Missouri's Court of Appeals for the Eastern District faced the question of
whether the lack of contractual privity insulated an engineer from the claims
of a disgruntled home owner in Miller v Big River Concrete,
14 SW2d 129 (Mo App 2000). In Miller, during
construction, the homeowner observed signs he thought might indicate problems
with the concrete foundation of his home. The homeowner contacted the concrete
supplier. To allay the homeowner's concerns, the supplier of the concrete retained
an engineering firm to render an opinion about the concrete foundation. The
opinion was based on erroneous and inaccurate information.
The homeowner subsequently found the concrete was not of the quality represented.
The homeowner's claim was to recover for damages which resulted from the concrete's
"diminution in the value ... because it is inferior in quality." The damages
appeared to be clearly economic, i.e.: damages for inadequate value, costs of
repair and replacement, or consequent loss of profits, without any claim of
personal injury or damage to other property.
While acknowledging the economic loss doctrine, the Missouri Court of Appeals
held that the trial court should have looked at foreseeability to the engineer
at the time of rendering the services of the possible injury to the homeowner.
The court indicated that when deciding whether the engineer could be sued, the
focus should have been on foreseeability, and not on whether there was privity
of contract between the homeowner and the engineer. This holding seems to be
contrary other Missouri holdings which have held that absent the privity of
contract, such damages are not recoverable.
Illinois has strongly adhered to the economic loss doctrine for a number
of years. However, even the Illinois Supreme Court decision that recognized
the doctrine found two exceptions:
- Where there is fraud or intentional misrepresentation
- Where the defendant who is in the business of supplying information
for the guidance of others makes a negligent misrepresentation
Yet, the negligent misrepresentation exception has generally not applied
to the design professional. The application to design professional has traditionally
focused on the fact that the design generally results in a tangible product,
whether a building or a product, and any information furnished in the process
by the design professional is merely incidental to the finished product. As
a result, the negligent misrepresentation exception has generally not been found
to be applicable to the design professional.
Now Illinois has clarified the law on this issue, holding that when an architect
or engineer is hired solely to provide information, he or she can fall within
the negligent misrepresentation exception. [Tolan and
Son, Inc. v KLLM Architects, Inc., 719 NE2d 288 (Ill App 1st Dist 1999).]

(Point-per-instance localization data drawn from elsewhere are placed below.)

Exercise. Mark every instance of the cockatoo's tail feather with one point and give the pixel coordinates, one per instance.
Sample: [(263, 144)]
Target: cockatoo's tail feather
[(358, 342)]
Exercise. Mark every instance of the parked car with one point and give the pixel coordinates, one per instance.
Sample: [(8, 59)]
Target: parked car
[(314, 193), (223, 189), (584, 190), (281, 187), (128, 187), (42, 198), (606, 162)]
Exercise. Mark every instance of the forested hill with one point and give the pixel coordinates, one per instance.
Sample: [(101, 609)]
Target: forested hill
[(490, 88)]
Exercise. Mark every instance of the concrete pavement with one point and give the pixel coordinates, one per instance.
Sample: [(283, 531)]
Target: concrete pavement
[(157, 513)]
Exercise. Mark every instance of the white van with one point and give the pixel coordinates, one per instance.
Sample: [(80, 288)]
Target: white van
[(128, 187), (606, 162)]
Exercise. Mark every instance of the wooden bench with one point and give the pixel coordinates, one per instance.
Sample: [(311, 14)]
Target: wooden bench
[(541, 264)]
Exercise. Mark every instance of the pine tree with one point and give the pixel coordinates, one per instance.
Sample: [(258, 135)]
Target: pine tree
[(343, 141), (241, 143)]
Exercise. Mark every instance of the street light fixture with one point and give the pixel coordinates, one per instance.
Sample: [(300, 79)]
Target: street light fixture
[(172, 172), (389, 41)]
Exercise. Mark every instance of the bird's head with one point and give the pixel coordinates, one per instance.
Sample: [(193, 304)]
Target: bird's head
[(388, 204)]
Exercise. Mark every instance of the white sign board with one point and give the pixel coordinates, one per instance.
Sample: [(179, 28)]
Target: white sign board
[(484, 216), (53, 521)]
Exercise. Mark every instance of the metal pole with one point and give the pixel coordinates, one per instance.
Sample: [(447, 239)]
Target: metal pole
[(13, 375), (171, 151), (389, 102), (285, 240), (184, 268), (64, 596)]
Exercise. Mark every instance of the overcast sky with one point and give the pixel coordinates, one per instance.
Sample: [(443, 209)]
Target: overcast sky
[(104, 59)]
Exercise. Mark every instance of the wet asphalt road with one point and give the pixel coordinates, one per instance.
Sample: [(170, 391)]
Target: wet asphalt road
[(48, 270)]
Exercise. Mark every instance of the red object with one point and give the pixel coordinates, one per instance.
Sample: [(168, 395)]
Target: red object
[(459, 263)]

The plaintiff in the Tolan case was a residential contractor building a townhouse
complex. KLLM was an architectural firm retained to prepare plans and designs
for the complex.
What Does It All Mean?
When trying to assess your risk and potential exposure, the question is crystal
clear, yet the answer is not. First, you need to determine whether the law governing
your work on any given project includes the recognition of the economic loss
doctrine. If not, you have potential exposure not only to your direct client,
but also to all who could have adverse economic impacts visited on them if your
performance fails to meet the accepted standard of care.
Second, if the governing law does recognize the economic loss doctrine, you
are far more insulated. However, be sure to ask about exceptions. If the recent
cases teach us anything, the lesson must be that if the assigned task is to
provide information—apart from design—on which others will rely, you may well
find that the protections of the economic loss doctrine are gone.
Opinions expressed in Expert Commentary articles are those of the author and are
not necessarily held by the author’s employer or IRMI. This article does not purport
to provide legal, accounting, or other professional advice or opinion. If such advice
is needed, consult with your attorney, accountant, or other qualified adviser.